Rule 801(d)(2), W.R.E. provides:
"(d) Statements which are not hearsay. —A statement is not hearsay if:
"(2) Admission by Party-Opponent. — The statement is offered against a party and is (A) his own statement, in either his individual or a representative capacity, or (B) a statement of which he has manifested his adoption or belief in its truth, or (C) a statement by a person authorized by him to make a statement concerning the subject, or (D) a statement by his agent or servant concerning a matter within the scope of his agency or employment, made during the existence of the relationship, or (E) a statement by a co-conspirator of a party during the course and in furtherance of the conspiracy."

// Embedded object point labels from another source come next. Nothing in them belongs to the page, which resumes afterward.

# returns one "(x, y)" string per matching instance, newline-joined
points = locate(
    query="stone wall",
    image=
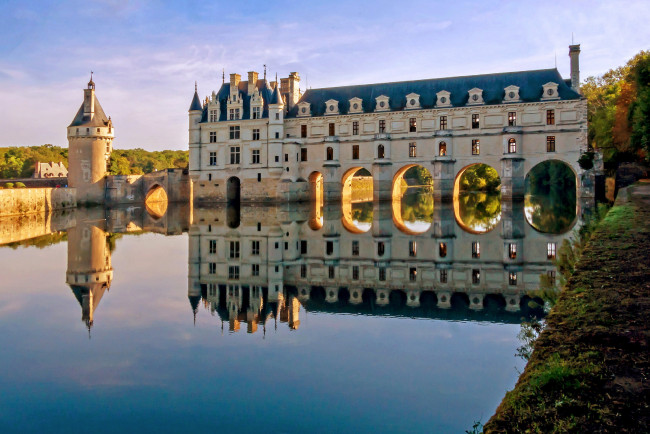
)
(19, 201)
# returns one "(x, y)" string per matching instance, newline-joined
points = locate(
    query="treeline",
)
(619, 111)
(19, 162)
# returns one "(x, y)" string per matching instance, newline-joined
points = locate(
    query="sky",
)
(146, 55)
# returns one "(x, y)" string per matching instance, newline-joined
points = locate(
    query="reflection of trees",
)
(418, 206)
(551, 197)
(479, 211)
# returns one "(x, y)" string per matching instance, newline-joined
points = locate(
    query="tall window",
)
(550, 250)
(550, 143)
(512, 119)
(476, 249)
(512, 146)
(234, 249)
(475, 121)
(476, 147)
(412, 149)
(442, 149)
(355, 152)
(550, 117)
(234, 155)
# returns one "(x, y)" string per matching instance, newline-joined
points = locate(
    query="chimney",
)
(574, 54)
(252, 82)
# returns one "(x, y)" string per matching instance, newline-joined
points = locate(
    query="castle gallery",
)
(265, 141)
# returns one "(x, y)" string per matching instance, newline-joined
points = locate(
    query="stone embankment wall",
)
(19, 201)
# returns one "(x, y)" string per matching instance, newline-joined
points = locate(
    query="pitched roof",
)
(529, 82)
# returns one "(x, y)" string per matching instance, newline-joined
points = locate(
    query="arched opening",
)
(356, 200)
(412, 199)
(550, 200)
(155, 201)
(477, 198)
(233, 189)
(316, 200)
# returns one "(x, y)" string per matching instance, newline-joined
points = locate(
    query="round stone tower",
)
(90, 142)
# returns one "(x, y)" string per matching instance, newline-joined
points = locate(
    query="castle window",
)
(512, 146)
(475, 120)
(234, 154)
(512, 251)
(550, 143)
(512, 119)
(550, 117)
(355, 248)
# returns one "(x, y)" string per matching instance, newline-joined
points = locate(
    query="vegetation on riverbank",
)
(589, 367)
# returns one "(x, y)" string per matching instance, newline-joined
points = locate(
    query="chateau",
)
(261, 141)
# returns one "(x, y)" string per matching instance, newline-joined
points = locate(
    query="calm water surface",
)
(131, 323)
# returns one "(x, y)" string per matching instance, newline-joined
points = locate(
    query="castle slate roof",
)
(99, 119)
(530, 85)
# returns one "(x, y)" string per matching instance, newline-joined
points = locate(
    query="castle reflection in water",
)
(261, 264)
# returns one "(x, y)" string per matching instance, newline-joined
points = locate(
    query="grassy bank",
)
(590, 367)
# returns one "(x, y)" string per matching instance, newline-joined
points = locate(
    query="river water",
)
(389, 317)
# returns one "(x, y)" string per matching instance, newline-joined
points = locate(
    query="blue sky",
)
(147, 54)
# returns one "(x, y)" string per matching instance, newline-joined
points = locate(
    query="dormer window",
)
(412, 101)
(443, 99)
(550, 91)
(382, 103)
(356, 105)
(475, 96)
(331, 107)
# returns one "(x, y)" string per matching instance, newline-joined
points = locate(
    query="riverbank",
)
(590, 368)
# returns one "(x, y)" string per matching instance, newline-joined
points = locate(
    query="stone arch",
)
(156, 200)
(473, 229)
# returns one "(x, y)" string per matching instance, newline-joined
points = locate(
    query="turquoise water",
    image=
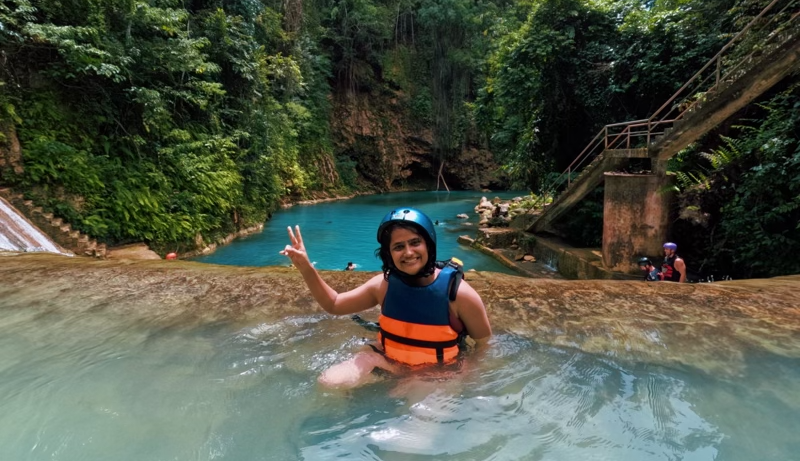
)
(345, 230)
(91, 386)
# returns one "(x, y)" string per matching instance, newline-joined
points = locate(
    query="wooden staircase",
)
(685, 117)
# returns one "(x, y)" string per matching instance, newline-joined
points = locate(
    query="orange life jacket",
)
(415, 321)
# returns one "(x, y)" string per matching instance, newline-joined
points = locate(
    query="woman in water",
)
(426, 311)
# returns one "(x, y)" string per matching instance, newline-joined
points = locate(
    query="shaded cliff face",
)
(391, 153)
(707, 326)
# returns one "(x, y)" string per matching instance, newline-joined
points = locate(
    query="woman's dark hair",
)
(385, 253)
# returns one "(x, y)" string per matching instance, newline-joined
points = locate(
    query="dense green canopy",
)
(162, 120)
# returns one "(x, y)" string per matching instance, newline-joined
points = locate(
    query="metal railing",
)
(698, 89)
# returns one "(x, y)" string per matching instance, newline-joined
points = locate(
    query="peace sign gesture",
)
(297, 250)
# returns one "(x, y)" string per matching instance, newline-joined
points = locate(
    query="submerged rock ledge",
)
(707, 326)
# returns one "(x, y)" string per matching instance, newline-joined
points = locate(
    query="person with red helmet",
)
(673, 269)
(426, 309)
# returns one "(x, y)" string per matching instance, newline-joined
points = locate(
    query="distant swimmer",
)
(673, 268)
(427, 310)
(651, 273)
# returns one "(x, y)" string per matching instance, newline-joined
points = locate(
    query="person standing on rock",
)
(427, 311)
(673, 269)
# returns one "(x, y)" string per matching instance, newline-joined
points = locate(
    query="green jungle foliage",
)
(162, 121)
(741, 199)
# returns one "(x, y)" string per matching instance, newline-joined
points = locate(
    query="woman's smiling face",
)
(409, 250)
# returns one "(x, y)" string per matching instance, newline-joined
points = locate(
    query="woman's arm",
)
(356, 300)
(470, 309)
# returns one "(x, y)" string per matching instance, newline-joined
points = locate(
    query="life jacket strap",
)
(456, 277)
(438, 346)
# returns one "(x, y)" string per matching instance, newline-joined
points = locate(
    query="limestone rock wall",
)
(391, 153)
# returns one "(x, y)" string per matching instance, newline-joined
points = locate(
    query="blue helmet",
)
(420, 222)
(411, 215)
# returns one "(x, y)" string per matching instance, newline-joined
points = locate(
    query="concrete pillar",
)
(636, 216)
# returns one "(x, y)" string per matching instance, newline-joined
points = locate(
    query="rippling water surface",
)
(97, 387)
(345, 230)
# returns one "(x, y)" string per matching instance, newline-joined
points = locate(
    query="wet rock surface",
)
(707, 326)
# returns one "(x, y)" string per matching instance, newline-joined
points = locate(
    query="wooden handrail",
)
(608, 137)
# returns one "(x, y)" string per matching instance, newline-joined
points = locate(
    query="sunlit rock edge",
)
(705, 326)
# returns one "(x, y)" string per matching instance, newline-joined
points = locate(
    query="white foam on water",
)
(17, 234)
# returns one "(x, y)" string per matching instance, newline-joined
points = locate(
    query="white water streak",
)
(17, 234)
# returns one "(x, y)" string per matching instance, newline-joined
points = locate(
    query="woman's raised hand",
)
(297, 250)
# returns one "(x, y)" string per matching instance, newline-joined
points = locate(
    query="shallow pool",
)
(343, 231)
(98, 386)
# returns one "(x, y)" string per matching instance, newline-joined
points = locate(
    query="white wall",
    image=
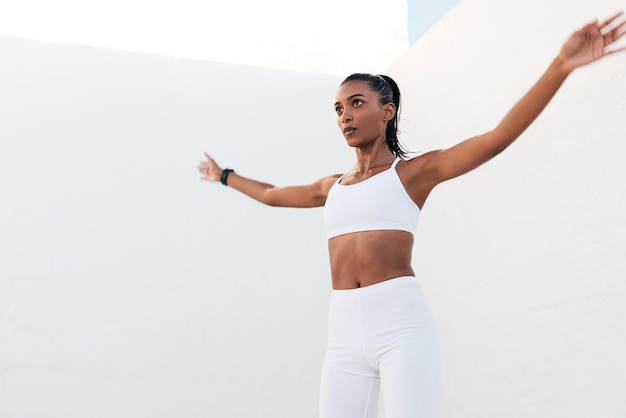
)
(128, 288)
(523, 259)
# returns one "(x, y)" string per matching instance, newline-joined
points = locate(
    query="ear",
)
(390, 111)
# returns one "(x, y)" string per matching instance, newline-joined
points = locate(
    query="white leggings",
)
(381, 338)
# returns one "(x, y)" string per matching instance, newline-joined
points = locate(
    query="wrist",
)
(562, 66)
(224, 176)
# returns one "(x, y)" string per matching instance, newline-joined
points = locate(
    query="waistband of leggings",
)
(384, 286)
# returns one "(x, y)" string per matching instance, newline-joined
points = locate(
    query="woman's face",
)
(360, 116)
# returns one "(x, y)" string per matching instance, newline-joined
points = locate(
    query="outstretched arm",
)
(305, 196)
(586, 45)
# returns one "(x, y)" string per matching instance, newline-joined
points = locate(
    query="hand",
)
(589, 43)
(209, 169)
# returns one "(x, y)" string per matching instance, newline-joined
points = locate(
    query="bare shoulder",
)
(420, 167)
(419, 175)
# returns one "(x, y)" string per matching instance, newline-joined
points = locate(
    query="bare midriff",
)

The record reflects that Mr. Christmann's deposition was utilized thoroughly by appellant during cross-examination of that witness, and we find that appellant's subsequent attempt to read that same testimony into evidence is totally outside the scope of either of the above-quoted rules. Rule 32(a)(2), W.R.C.P. contemplates the reading of a deposition into evidence only in circumstances where the witness is not present. In circumstances where the witness is present, the deposition can be used for impeachment purposes by inquiring about inconsistent answers given at an earlier time. Here, as just discussed, appellant had ample opportunity and did utilize the deposition to its fullest authorized extent.
CONCLUSION
We conclude, in light of our previous discussion, that the trial court must be affirmed in all respects. The appellant entered into a valid and binding contract with appellee Christmann and has, for various reasons, attempted to ignore or circumvent its obligations under that agreement. Whether the contract represented a good or bad deal for appellant is not a matter for our concern. The written contract was valid, legally enforceable and freely entered into by both the appellant and the appellee.
The trial judge did an admirable job in correctly sorting his way through difficult and complex factual and legal problems.
Affirmed.
. Sometimes referred to as Rainbow in this appeal.
. Sometimes referred to as Christmann in this appeal.
. The partners were Vernon Delgado and John Roden each of whom owned a one-third interest in the agreement.
. Christmann testified at trial that, although the normal farmout provides for a 50-50 split, the agreement between him and Rainbow Oil Company provided for a 25-75% arrangement because of appellant's wish that appellees bear all of the risks and costs associated with the venture.
. Any other relevant facts will be alluded to in the course of the opinion.
. John B. Roden had passed away prior to trial.